UPDATE 2-U.S. Treasury official steps down, could head CFTC

Fri Oct 4, 2013 5:25pm EDT

By Margaret Chadbourn

WASHINGTON Oct 4 (Reuters) - Timothy Massad, the U.S. Treasury official who leads the country's bank bailout program, is stepping down from his job and is reportedly being vetted to become the next head of the Commodity Futures Trading Commission.

Gary Gensler, the current CFTC chairman, ends a five-year term at the top U.S. derivatives regulator at the end of the year.

Financial industry lobbyists and people inside the agency have been furiously speculating who would succeed him, and the New York Times reported on Thursday that President Barack Obama was vetting Massad as a candidate.

Massad will leave his post as assistant secretary for financial stability at the Treasury later this fall, a Treasury official said on Friday, without elaborating. At Treasury, he most recently oversaw the government's $700 billion Trouble Asset Relief Program, which was used to stabilize the banking system during the financial crisis.

The White House declined to comment on the New York Times report, while the CFTC could not be reached because of the shutdown of many U.S. government operations this week due to a budget standoff.

Amanda Renteria, a former chief of staff for Senator Debbie Stabenow, who heads the Senate Agriculture Committee, had been under consideration for the CFTC post, but withdrew her name in July, saying she was returning to California.

Since Massad is already in a senior government position, lobbyists said any vetting process could move quickly.

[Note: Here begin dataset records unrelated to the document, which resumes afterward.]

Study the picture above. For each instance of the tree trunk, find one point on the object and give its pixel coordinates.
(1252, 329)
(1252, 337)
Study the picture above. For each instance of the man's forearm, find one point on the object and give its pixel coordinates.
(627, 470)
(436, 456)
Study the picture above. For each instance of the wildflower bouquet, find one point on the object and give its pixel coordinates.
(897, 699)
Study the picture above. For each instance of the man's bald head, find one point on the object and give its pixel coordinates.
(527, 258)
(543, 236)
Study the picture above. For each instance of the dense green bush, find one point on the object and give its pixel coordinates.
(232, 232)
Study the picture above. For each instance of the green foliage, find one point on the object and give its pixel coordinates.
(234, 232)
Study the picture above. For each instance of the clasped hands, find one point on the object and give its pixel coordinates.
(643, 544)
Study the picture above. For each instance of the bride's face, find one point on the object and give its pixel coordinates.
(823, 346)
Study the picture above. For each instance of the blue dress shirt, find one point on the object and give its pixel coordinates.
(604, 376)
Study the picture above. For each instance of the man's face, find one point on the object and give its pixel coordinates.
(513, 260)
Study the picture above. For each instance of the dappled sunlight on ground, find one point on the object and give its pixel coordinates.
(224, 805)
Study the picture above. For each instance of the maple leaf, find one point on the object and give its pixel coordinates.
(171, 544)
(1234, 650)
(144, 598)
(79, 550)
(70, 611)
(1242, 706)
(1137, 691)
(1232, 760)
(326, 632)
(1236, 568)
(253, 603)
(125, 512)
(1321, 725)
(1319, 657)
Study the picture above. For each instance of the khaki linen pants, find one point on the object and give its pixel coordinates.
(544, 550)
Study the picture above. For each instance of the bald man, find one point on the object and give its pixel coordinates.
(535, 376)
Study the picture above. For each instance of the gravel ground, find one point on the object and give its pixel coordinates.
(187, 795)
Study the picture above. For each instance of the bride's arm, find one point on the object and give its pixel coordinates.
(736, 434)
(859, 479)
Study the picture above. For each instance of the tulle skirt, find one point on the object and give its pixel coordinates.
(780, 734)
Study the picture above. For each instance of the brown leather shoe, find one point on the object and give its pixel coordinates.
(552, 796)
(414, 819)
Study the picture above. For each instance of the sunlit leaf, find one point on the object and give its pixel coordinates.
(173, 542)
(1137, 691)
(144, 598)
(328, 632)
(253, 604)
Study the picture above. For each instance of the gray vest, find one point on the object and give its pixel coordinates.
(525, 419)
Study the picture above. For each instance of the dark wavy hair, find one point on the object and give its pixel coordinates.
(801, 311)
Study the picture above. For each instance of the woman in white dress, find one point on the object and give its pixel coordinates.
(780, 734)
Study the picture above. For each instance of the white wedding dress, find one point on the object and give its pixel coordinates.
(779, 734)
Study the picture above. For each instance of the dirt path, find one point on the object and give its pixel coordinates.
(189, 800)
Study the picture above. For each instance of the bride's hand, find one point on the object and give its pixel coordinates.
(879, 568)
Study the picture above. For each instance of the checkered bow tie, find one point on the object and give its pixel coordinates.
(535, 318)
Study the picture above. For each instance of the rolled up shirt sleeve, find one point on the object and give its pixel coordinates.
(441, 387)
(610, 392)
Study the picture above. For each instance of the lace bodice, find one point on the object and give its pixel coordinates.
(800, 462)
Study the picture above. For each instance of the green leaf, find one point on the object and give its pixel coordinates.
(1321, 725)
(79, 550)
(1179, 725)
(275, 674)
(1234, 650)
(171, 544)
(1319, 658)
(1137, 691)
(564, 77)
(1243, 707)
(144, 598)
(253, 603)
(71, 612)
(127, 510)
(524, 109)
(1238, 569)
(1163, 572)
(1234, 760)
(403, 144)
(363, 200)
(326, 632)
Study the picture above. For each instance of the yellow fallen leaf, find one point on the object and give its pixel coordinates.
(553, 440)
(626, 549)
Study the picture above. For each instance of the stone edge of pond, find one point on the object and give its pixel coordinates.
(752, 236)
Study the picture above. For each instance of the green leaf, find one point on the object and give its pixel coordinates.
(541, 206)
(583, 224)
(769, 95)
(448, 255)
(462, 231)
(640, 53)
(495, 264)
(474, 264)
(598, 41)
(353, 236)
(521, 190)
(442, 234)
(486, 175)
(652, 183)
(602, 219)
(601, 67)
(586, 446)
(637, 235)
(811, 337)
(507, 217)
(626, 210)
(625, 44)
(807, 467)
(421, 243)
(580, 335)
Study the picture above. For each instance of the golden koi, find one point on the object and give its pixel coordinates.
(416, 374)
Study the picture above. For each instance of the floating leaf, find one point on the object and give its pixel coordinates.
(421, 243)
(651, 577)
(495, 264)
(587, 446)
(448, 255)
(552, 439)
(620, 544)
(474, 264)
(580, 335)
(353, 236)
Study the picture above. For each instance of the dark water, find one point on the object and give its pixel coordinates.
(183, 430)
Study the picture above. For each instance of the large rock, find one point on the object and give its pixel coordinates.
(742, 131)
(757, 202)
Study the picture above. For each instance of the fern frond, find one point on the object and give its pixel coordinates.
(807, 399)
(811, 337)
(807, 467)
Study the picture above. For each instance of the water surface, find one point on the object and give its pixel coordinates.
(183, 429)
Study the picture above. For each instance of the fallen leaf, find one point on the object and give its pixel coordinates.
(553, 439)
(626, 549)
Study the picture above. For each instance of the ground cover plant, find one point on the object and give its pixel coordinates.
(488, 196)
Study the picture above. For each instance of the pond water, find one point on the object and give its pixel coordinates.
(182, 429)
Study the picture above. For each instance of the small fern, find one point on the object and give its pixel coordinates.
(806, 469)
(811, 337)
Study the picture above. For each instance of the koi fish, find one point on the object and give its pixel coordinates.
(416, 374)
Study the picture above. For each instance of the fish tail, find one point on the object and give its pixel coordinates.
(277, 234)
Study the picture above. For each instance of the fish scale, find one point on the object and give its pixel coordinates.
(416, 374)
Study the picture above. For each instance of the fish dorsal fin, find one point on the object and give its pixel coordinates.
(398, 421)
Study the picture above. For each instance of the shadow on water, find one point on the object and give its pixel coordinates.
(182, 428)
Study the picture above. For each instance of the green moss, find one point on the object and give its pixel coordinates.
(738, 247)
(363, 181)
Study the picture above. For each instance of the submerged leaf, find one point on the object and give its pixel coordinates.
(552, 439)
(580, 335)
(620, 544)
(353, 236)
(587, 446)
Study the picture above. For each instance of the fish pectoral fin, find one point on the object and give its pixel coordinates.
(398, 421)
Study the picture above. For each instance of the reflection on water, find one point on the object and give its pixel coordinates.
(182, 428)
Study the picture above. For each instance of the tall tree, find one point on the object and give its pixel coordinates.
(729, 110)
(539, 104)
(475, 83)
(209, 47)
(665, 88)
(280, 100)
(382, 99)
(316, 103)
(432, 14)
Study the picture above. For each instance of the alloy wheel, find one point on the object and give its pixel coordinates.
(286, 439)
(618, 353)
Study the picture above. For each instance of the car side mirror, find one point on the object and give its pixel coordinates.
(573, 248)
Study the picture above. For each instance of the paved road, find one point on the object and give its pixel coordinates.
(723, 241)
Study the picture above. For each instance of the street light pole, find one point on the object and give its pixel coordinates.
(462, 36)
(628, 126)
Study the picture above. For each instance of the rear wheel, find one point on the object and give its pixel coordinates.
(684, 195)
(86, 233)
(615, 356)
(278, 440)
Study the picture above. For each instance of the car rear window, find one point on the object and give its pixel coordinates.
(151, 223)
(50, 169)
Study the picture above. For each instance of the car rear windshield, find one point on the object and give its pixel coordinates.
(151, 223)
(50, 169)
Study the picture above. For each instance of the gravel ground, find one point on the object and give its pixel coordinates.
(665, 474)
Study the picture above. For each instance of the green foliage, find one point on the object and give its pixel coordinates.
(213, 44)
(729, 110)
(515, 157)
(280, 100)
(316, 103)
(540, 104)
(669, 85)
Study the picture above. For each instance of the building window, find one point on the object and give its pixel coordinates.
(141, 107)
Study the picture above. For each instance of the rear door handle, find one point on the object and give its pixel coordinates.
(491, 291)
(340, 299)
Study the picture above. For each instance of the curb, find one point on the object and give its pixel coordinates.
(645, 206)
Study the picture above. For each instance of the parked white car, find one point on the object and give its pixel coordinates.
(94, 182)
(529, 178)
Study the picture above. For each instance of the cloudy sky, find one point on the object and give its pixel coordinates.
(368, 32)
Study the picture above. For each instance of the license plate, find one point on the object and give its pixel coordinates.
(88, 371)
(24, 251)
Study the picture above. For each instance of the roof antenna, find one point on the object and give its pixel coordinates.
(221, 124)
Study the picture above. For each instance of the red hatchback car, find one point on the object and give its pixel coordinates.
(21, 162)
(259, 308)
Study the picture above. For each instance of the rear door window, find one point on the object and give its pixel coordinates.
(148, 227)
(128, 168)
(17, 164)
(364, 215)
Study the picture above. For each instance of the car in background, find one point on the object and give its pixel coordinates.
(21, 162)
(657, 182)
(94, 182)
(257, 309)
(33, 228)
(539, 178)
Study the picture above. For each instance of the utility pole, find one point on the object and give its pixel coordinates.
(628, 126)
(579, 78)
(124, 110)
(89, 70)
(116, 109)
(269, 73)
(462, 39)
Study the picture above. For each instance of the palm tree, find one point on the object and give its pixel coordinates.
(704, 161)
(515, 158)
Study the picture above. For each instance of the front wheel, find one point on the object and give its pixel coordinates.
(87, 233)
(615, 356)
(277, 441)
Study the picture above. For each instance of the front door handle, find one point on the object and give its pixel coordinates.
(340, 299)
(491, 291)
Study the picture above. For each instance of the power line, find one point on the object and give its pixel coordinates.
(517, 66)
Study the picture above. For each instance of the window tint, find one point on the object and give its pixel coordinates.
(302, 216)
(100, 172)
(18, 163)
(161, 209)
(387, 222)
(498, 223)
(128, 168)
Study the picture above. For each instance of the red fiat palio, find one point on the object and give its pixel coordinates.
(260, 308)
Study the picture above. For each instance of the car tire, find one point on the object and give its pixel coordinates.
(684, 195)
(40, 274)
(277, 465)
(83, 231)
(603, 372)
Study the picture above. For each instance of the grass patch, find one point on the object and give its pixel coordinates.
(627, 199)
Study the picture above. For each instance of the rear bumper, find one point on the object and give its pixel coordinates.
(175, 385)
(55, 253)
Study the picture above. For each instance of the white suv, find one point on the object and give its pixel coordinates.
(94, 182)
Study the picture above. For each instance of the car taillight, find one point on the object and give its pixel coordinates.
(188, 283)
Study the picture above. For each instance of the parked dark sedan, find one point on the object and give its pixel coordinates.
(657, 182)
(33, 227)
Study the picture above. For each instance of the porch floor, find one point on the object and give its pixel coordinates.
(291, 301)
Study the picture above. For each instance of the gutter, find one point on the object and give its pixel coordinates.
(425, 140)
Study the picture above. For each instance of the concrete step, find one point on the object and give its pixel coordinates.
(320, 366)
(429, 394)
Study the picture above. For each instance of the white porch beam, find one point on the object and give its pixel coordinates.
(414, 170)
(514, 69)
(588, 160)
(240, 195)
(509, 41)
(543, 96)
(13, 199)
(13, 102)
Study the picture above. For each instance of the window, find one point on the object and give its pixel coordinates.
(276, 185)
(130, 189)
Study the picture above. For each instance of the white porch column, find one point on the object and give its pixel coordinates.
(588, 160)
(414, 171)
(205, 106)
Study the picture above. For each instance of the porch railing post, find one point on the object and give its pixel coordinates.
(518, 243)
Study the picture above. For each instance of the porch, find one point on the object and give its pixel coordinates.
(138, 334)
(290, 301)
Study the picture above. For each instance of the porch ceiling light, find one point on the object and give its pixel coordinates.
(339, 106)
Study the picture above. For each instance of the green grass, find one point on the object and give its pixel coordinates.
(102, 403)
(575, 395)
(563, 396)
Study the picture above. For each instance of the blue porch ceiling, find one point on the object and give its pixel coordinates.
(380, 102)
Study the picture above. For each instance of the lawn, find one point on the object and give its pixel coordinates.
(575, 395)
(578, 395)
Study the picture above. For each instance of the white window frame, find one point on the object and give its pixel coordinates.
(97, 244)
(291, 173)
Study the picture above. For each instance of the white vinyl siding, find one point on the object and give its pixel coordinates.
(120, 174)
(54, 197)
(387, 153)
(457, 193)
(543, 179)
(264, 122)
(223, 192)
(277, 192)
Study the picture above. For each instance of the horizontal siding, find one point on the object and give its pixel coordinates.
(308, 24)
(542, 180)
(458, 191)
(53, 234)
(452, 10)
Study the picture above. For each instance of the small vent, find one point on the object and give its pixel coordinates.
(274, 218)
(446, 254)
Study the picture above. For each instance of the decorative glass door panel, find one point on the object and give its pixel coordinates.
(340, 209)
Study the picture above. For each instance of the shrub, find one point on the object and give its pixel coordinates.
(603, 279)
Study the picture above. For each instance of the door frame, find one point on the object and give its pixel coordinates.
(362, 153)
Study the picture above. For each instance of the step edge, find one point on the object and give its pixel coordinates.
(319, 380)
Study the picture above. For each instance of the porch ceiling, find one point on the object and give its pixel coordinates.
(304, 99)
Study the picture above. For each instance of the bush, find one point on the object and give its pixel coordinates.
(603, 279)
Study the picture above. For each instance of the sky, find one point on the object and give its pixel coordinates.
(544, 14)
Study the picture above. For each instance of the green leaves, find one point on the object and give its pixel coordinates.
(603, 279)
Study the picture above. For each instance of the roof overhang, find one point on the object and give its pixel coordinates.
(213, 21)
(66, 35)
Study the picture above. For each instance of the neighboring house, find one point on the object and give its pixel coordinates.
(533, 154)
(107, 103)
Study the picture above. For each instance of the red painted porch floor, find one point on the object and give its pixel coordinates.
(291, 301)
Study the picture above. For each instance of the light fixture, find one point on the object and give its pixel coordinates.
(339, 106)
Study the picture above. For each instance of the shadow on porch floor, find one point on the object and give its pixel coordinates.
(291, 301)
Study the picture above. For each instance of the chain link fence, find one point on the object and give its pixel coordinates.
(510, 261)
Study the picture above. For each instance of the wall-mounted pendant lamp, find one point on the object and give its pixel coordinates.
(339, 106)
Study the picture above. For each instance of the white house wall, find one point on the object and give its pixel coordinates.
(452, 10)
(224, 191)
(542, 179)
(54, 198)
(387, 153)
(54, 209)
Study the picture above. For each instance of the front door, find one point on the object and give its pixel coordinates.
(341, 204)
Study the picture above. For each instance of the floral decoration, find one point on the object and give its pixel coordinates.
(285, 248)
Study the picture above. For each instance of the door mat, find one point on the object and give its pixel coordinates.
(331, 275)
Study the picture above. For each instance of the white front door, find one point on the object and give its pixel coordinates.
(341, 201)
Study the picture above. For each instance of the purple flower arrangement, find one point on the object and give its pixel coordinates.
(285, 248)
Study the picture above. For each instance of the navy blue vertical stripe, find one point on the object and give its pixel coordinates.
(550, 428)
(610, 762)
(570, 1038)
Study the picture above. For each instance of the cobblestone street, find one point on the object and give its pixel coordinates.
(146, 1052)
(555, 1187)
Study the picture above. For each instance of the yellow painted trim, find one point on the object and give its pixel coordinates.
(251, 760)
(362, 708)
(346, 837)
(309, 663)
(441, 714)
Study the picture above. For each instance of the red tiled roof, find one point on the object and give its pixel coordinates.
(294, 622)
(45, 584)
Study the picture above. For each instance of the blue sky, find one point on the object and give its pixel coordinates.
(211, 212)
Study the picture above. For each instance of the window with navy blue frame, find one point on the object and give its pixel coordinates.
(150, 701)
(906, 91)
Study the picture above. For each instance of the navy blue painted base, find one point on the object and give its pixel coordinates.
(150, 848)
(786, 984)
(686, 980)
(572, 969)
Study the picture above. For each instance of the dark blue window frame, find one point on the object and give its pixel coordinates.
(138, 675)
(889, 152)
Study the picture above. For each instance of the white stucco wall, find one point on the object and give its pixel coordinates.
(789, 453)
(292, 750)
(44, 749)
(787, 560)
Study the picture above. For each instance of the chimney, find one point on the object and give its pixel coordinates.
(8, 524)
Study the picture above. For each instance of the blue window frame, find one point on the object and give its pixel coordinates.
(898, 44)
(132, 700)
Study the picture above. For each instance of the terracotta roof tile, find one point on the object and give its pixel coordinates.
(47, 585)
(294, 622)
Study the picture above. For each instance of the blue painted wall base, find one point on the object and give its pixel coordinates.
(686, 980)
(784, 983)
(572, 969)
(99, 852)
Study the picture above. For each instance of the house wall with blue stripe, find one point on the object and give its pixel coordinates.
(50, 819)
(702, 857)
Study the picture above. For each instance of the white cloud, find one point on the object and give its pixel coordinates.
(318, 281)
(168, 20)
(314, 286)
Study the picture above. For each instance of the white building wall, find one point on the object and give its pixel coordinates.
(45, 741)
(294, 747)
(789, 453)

Massad was a partner at New York-based law firm Cravath, Swaine & Moore LLP for 17 years. While on leave from the firm in late 2008 and early 2009, Massad was special legal adviser to a congressional panel on economic stability.

He joined Treasury in May 2009 as the chief counsel for the Office of Financial Stability. He took the TARP program's helm three years ago and has been working most recently to unwind investments the Treasury made during the 2007-2009 financial crisis.

TARP, enacted in October 2008, was used to prevent a collapse of the U.S. financial system. It injected capital into hundreds of banks, including Goldman Sachs, Citigroup Inc and Bank of America Corp and was used to bailout insurer American International Group.

TARP funds have also been used to shore up the U.S. auto industry and assist homeowners who fall behind on their mortgages.

"Tim's skillful administration of TARP and management of its wind down has provided incredible benefits to the American economy," said Treasury Secretary Jack Lew.